Culture critic Greg Tate awarded Pulitzer Prize

Courtesy Nettice Gaskin

Passed away in 2021

"The Pulitzer Board awards a special citation for the late writer and critic Greg Tate, whose language – cribbed from literature, academia, popular culture and hip-hop – was as influential as the content of his ideas. His aesthetic, innovations and intellectual originality, particularly in his pioneering hip-hop criticism, continue to influence subsequent generations, especially writers and critics of color.” -from the citation

Three years after his death in 2021 from cardiac arrest, influential critic, journalist, and musician Greg Tate has been awarded a Pulitzer Prize. The special citation was announced at Columbia University on Monday, May 6, where he served as the Louis Armstrong Visiting Professor in that school’s Center for Jazz Studies. Previously on May 1, at a conference titled “WORD: LIFE: An Opinionated Mixtape of Hip Hop Journalism,” Columbia Dean of Journalism Jelani Cobb announced the establishment of a $10,000 scholarship in the legendary critic's name.

Tate was an eloquent champion of the emerging musical category called hip-hop, placing it within the larger context of Black music and culture. He specifically linked it to another idiom in American history, bebop of the 1940s, being that both were African American inventions nurtured in the city of New York, and utilized existing compositions to create a radically new, more complex art form.

A Howard University graduate, Tate made his mark as a leading critic on Black culture in the influential alternative newsweekly “The Village Voice.” Tate was among the first journalists to approach rap as a serious art form, writing in a lively style that transcended genres.
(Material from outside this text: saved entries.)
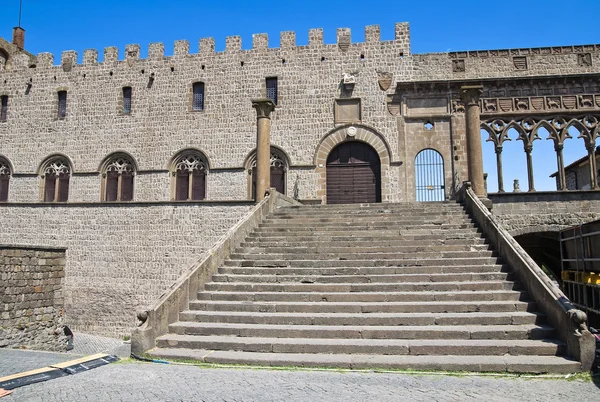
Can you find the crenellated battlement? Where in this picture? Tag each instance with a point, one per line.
(233, 45)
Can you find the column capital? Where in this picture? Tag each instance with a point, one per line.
(263, 107)
(470, 94)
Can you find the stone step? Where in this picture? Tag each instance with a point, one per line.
(506, 363)
(526, 331)
(370, 236)
(348, 263)
(415, 347)
(431, 269)
(349, 247)
(352, 255)
(361, 319)
(377, 296)
(451, 221)
(362, 307)
(363, 230)
(361, 287)
(365, 241)
(360, 209)
(360, 214)
(340, 279)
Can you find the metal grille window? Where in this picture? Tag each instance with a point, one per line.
(272, 89)
(429, 167)
(4, 108)
(126, 100)
(62, 104)
(198, 96)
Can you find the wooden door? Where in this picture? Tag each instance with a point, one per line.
(353, 174)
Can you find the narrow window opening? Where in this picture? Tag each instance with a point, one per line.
(3, 108)
(126, 100)
(62, 104)
(271, 83)
(190, 177)
(56, 181)
(4, 180)
(118, 180)
(198, 96)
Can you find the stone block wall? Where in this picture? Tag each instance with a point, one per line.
(162, 122)
(522, 213)
(119, 257)
(31, 296)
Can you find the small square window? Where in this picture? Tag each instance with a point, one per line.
(272, 89)
(126, 100)
(198, 96)
(62, 104)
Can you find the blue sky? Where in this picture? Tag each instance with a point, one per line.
(436, 26)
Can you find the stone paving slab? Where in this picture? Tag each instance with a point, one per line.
(133, 381)
(14, 361)
(87, 344)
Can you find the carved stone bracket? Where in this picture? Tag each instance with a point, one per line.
(557, 126)
(263, 107)
(540, 104)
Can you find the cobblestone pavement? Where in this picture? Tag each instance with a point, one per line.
(134, 381)
(86, 344)
(14, 361)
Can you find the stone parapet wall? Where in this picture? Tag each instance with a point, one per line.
(522, 213)
(31, 296)
(120, 257)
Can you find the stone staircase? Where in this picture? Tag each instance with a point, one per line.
(394, 286)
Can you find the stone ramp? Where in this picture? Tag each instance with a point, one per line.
(401, 286)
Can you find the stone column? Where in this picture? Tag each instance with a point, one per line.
(470, 96)
(499, 168)
(528, 149)
(562, 181)
(591, 148)
(263, 107)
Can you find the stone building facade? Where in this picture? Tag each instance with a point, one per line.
(136, 166)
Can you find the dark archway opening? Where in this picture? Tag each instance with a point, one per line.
(353, 174)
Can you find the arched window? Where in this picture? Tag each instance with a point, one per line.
(56, 174)
(198, 96)
(189, 171)
(429, 176)
(4, 179)
(117, 178)
(279, 166)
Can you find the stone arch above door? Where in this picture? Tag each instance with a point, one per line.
(345, 133)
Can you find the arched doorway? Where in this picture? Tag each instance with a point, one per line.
(279, 166)
(429, 176)
(353, 174)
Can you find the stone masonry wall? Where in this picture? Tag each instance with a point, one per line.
(120, 257)
(31, 296)
(522, 213)
(162, 122)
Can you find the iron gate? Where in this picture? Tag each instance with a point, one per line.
(429, 176)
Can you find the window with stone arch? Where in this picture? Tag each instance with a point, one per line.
(189, 170)
(5, 173)
(118, 172)
(55, 175)
(279, 167)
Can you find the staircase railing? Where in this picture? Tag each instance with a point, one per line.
(155, 321)
(569, 322)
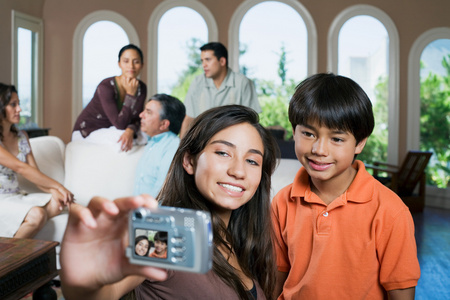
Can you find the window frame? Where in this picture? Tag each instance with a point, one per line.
(238, 16)
(36, 25)
(152, 28)
(394, 65)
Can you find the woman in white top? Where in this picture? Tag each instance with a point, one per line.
(22, 215)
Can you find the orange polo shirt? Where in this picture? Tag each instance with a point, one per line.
(358, 247)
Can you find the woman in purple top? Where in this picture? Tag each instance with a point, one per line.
(117, 103)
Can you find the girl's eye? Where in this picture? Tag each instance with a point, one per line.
(252, 162)
(307, 134)
(222, 153)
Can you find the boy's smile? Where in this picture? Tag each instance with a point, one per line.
(327, 155)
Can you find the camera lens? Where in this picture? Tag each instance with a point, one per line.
(140, 213)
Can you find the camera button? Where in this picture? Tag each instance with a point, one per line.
(177, 250)
(178, 239)
(178, 259)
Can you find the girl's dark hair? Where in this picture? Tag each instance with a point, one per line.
(336, 102)
(249, 233)
(140, 238)
(5, 97)
(134, 47)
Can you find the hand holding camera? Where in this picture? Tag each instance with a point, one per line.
(171, 238)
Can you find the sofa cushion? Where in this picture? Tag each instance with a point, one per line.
(100, 170)
(48, 151)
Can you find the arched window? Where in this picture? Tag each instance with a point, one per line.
(427, 52)
(435, 110)
(101, 45)
(99, 20)
(181, 32)
(27, 60)
(276, 45)
(172, 27)
(364, 46)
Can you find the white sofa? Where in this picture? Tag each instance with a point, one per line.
(89, 170)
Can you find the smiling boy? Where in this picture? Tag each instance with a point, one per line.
(340, 234)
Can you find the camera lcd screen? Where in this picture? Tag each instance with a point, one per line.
(151, 243)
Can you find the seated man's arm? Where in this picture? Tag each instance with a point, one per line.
(185, 125)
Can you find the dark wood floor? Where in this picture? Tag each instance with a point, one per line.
(433, 248)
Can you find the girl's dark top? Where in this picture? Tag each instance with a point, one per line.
(106, 109)
(183, 285)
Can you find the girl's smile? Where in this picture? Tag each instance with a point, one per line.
(228, 171)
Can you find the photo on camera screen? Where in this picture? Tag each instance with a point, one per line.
(151, 243)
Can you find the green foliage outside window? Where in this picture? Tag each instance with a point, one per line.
(435, 112)
(435, 124)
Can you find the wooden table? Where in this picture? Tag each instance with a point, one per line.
(25, 265)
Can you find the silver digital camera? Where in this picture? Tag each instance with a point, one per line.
(179, 239)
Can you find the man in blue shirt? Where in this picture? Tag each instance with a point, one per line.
(161, 120)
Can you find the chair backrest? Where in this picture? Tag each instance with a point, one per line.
(412, 170)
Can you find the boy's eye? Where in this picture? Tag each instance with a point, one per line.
(222, 153)
(337, 140)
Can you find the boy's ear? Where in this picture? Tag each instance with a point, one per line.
(188, 164)
(360, 146)
(223, 61)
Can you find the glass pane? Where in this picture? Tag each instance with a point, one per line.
(181, 32)
(364, 57)
(273, 44)
(101, 45)
(435, 110)
(25, 74)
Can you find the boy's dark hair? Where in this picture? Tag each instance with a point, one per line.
(219, 50)
(334, 101)
(172, 110)
(161, 236)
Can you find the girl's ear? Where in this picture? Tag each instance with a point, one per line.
(188, 164)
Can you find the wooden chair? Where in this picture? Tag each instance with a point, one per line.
(403, 180)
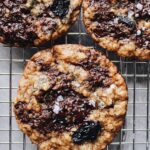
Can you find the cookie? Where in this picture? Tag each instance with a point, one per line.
(121, 26)
(71, 97)
(34, 22)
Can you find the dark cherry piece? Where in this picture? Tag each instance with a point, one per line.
(60, 7)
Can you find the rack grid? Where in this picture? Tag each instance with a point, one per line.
(136, 131)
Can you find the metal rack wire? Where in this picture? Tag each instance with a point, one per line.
(134, 134)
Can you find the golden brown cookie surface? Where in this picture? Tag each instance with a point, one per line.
(71, 97)
(122, 26)
(34, 22)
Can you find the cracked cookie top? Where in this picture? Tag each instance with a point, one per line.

As Bard College academic Hua Hsu pointed out in “The Critic Who Convinced Me That Criticism Could Be Art,” a 2016 tribute for the New Yorker, Tate’s prose was highlighted by the “…erudition he brought to bear on a range of topics, not just hip-hop and jazz but also science fiction, literary theory, movies, city politics, and police brutality.”

In addition to his printed output, the self-taught guitarist applied his talents to musical performance, with his formation of the improvisational collective Burnt Sugar in 1999. A hodgepodge of as many as 40 eclectic instrumentalists, the association released over a dozen albums and mounted performances throughout Europe and the United States, specializing in Tate’s words “…drowning the room in the music of African ascent.”

In addition to his tenure at Columbia, Tate also taught at Brown and Yale University’s and was a prolific writer, whose published works included the provocatively titled “Everything But the Burden: What White People Are Taking from Black Culture.”